Estava cansado do mundo corporativo? 

Sim, eu vivia em um ambiente que não tinha mais a ver comigo. Trabalhei com consultoria por 36 anos, fiz isso muito bem e tive muitas oportunidades – fiz pós na Insead, na Suíça, estudei planejamento estratégico em Harvard. A vida toda, desde que comecei a carreira, em 1979, me dediquei a clientes internacionais e cheguei relativamente cedo ao que dizem ser o topo. Quando tinha uns 40 anos, comecei a pensar: estou satisfeito com minha careira, mas é isso que quero para o meu futuro? 
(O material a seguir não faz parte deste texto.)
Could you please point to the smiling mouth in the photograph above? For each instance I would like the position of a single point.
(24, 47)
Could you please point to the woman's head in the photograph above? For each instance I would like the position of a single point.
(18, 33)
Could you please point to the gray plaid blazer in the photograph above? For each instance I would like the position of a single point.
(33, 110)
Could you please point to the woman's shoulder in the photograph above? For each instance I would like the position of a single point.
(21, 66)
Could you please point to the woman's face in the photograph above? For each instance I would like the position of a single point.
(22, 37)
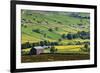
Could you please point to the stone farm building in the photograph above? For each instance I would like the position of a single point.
(37, 50)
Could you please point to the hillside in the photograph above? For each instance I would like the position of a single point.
(44, 25)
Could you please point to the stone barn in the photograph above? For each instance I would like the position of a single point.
(36, 50)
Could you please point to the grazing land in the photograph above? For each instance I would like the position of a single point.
(54, 36)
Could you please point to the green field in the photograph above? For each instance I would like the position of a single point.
(67, 32)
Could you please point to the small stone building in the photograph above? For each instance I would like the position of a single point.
(36, 50)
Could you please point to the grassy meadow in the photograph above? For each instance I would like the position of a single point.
(66, 35)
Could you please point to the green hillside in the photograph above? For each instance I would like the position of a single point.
(44, 25)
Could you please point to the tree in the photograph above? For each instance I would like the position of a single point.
(59, 40)
(50, 29)
(63, 36)
(53, 49)
(85, 48)
(69, 36)
(45, 35)
(41, 43)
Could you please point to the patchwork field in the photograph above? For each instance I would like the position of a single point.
(66, 36)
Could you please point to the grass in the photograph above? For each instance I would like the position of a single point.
(44, 20)
(54, 57)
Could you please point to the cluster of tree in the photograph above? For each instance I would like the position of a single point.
(41, 43)
(53, 49)
(51, 29)
(86, 48)
(25, 45)
(81, 34)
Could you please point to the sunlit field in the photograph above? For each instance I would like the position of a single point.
(54, 36)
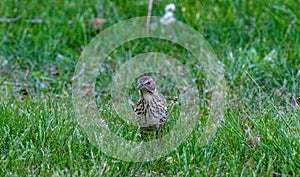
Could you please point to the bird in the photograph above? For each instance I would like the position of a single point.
(150, 110)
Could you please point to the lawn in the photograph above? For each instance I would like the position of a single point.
(257, 43)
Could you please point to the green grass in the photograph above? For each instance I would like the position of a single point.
(257, 41)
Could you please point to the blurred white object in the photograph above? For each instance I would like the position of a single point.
(170, 7)
(168, 17)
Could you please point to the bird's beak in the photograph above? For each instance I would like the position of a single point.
(140, 86)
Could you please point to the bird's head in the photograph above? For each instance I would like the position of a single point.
(146, 84)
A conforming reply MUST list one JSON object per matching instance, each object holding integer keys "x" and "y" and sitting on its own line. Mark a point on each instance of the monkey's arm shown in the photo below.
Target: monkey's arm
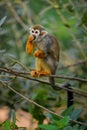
{"x": 39, "y": 54}
{"x": 29, "y": 46}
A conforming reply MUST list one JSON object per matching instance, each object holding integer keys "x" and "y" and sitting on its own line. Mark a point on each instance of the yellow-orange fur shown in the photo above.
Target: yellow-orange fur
{"x": 29, "y": 46}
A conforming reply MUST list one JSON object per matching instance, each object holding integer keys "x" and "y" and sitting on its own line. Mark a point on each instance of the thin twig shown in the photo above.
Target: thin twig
{"x": 73, "y": 65}
{"x": 26, "y": 76}
{"x": 38, "y": 105}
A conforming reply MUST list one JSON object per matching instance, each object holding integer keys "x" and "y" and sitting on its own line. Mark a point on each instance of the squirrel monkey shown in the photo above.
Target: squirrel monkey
{"x": 47, "y": 56}
{"x": 47, "y": 52}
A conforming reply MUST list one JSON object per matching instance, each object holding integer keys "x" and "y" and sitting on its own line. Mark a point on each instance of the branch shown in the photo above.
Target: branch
{"x": 26, "y": 76}
{"x": 38, "y": 105}
{"x": 73, "y": 65}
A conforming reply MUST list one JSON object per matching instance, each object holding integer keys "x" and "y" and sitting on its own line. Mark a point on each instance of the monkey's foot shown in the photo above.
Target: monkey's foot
{"x": 39, "y": 54}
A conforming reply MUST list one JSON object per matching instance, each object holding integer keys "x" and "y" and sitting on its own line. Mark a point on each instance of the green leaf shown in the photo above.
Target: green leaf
{"x": 48, "y": 127}
{"x": 68, "y": 111}
{"x": 13, "y": 116}
{"x": 6, "y": 125}
{"x": 68, "y": 128}
{"x": 75, "y": 114}
{"x": 76, "y": 127}
{"x": 2, "y": 20}
{"x": 63, "y": 122}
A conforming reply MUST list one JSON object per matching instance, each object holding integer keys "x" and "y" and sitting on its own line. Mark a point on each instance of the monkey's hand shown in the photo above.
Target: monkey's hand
{"x": 39, "y": 54}
{"x": 29, "y": 46}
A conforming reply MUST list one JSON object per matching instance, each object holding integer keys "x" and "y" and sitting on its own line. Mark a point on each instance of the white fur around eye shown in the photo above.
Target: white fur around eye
{"x": 31, "y": 31}
{"x": 37, "y": 32}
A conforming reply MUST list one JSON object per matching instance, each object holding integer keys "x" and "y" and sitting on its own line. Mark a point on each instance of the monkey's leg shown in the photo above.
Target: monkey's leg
{"x": 39, "y": 54}
{"x": 45, "y": 69}
{"x": 35, "y": 73}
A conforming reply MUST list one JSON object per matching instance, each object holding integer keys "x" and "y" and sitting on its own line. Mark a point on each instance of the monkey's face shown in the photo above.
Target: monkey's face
{"x": 35, "y": 33}
{"x": 38, "y": 32}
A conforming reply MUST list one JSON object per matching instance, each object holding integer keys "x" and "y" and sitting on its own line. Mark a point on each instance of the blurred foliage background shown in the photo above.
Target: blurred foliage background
{"x": 67, "y": 20}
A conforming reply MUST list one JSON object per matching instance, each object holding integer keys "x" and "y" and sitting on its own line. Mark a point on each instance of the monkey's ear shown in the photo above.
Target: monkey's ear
{"x": 43, "y": 33}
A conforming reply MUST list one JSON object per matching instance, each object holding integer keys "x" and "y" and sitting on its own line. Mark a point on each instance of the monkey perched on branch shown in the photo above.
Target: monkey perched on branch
{"x": 46, "y": 54}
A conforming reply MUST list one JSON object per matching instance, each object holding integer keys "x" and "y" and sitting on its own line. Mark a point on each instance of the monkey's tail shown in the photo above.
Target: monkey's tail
{"x": 52, "y": 82}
Continua após a publicidade

Não era mais o que você almejava? 

Não. Eu queria ter tempo e, no mundo corporativo, as coisas caminham para uma atenção constante ao trabalho, para a conexão total e contínua. Ficava incomodado de entrar nessa onda. A grande descoberta, quando antecipei minha aposentadoria e passei a me dedicar à natureza, foi que, quanto mais tempo mental disponível você tem, mais feliz você é. Se a pessoa passa o dia todo presa ao celular, não tem tempo para nada. Ainda tenho um pé nos negócios, pois abri uma consultoria. Mas é bem mais leve, é mais um jeito de passar minha experiência para outros profissionais.

 

Continua após a publicidade

Como o projeto com a natureza se estruturou? 
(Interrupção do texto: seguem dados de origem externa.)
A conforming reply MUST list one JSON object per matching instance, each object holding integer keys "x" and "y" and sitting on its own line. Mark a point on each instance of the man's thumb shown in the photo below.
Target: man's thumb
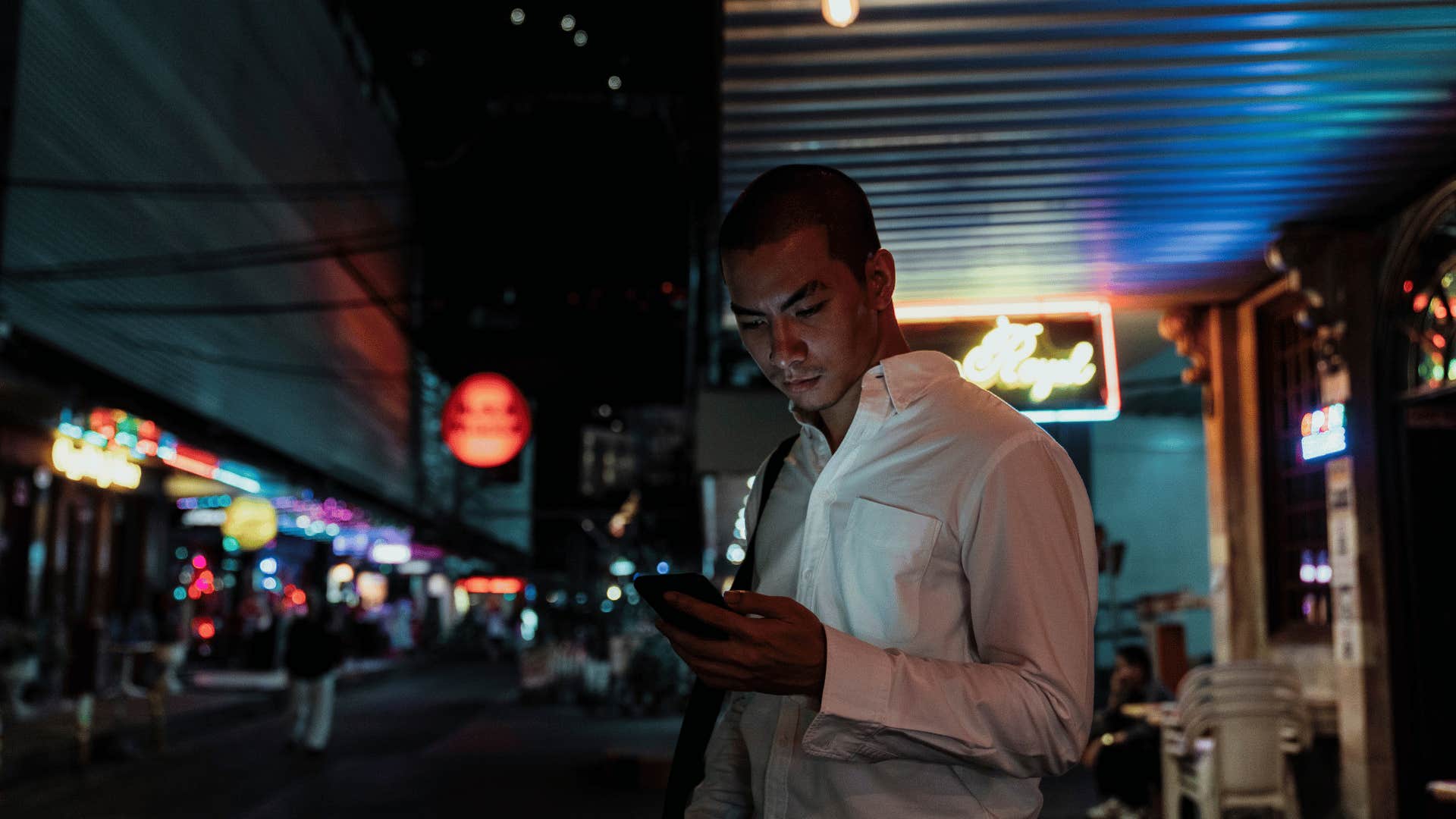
{"x": 753, "y": 602}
Foi progressivo. Primeiro, em 1999, comprei um terreno-padrão, de 3 hectares, em Aiuruoca (Minas Gerais) e minha ideia era aproveitar os 3 hectares só para fazer uma casa de campo. Mas aí quis reflorestar o local com árvores nativas – não havia nenhuma vegetação, porque tudo tinha sido queimado para fazer pasto. Então selecionei um pedaço de terra para cultivar árvores e fui aprendendo aos trambolhões. Pesquisei e conversei com muita gente para entender quais eram as melhores árvores, o jeito correto do plantio. Conforme aquilo tomava corpo, eu via o valor intrínseco do que eu estava fazendo. E tudo começou a acontecer: com as árvores, surgiram pássaros e, em 2007, o projeto de reinserção das aves na natureza – uma parceria minha com o Ibama para reabilitar aves apreendidas e, depois, soltá-las. Passei a comprar terrenos vizinhos, reflorestei 18 hectares e ajudei mais de 3 000 pássaros. 
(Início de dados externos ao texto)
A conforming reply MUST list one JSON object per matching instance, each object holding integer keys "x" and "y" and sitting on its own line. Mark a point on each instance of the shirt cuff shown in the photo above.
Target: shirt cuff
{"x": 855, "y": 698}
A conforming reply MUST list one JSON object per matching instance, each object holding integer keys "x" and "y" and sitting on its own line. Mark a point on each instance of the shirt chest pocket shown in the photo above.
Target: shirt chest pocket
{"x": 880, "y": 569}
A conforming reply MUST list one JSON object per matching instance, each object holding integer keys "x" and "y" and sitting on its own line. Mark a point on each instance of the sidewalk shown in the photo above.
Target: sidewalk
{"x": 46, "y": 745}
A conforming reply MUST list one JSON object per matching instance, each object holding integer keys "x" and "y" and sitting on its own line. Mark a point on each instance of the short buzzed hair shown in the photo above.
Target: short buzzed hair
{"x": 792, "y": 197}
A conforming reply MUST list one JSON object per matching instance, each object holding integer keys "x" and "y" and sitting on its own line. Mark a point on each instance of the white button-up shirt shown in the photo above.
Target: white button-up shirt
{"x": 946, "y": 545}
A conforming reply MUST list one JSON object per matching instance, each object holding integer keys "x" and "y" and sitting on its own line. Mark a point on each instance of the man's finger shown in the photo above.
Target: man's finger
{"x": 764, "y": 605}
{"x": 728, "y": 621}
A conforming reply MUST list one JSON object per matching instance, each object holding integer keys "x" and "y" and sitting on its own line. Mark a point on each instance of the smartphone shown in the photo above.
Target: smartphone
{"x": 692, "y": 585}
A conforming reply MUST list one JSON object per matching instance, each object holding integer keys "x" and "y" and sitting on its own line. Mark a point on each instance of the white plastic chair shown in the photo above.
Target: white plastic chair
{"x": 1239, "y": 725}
E de onde vem o dinheiro? 

Continua após a publicidade

Muito é investimento pessoal, eu tenho uma segurança financeira. Só que agora estou com um novo projeto para ajudar a viabilizar o programa: venda de azeite e adoção de oliveiras. Em 2011, fiquei sabendo que uma pessoa plantava essas árvores na cidade, me interessei e fui pesquisar. Descobri que as oliveiras se dão muito bem no tipo de solo que temos ali e é uma cultura que não atrai pássaros. Então não prejudica o sistema. Já iniciei a plantação e, no ano que vem, vamos vender a primeira produção de azeites, batizados de Olibi – que significa óleo da terra. Além disso, as pessoas podem adotar uma oliveira: contribuindo com 180 reais ao ano, elas ganham garrafas da produção. 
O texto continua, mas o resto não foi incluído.